European online privacy and data protection law has a long history, developed over 60 years. Originally based on the right to privacy in Article 12 of the Universal Declaration of Human Rights of 1948 and Article 8 of the 1953 European Convention on Human Rights, then updated through Article 8 of the Charter of Fundamental Rights of the European Union (made legally binding in the EU by the 2009 Lisbon Treaty) and the Protection Directive 95/46/EC (DPD). This was continued by the 2002 ePrivacy Directive 2002/58/EC which was amended in 2009 (EPD).
The action follows the CPB’s earlier statement of November 2013 that Google’s procedures for handling personal data were in breach of the Dutch Data Protection Act. This was in turn based on an investigation by all the European DPAs, united within the Article 29 Working Party lead by the CNIL (the French DPA), that led their conclusion laid out to a letter with recommendations to Google in October 2012
The DPAs found that Google’s activities did not comply with many aspects of the DPD and the EPD. These included the requirements for purpose limitation, data minimisation, access and transparency laid out in Articles 6, 10 and 11 of the DPD as well as the requirement for a subject’s unambiguous consent in Article 7(b), and also the opt-in requirement in Article 5(3) of the EPD.
These conclusions were similar to those made in the YD case we reported in June but more significant considering the size of Google and the scale of its processing of personal data. This is also reflected in the potential fine of €15 million if Google refuses to act.

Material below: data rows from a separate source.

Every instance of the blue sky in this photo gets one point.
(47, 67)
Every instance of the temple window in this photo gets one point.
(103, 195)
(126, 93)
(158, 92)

This is why Google’s PREF and NID cookies are used by spy agencies to identify threads of communication gathered from mass surveillance, as revealed by the Snowden revelations. Multi-year device specific persistent cookies are much more useful for this than variable and non-unique IP addresses and Google’s universal presence on almost all popular websites, together with the relative rarity of encrypted HTTPS channels, makes them the “target detection identifier” of choice.
The CPB action shows that all companies that collect or use personal data, either based in Europe or when the data they use is about Europeans, can only do this in the context of Data Protection law. Data used to track people by associating them with unique identifiers encoded in cookies or collected using techniques such as browser fingerprinting must be processed under a lawful basis, which in most cases means unambiguous prior consent. Playing lip service with ineffective “Allow” jQuery banners while continuing to foist first-party or third-party tracking identifiers or linking to unreadable and arcane “cookie” policies can no longer be said to meet legal requirements. It is now clear that even a huge US internet company like Google risks regulatory action if it continues to allow people to be tracked without a clear legal basis, which for most situations means clear and informed prior consent.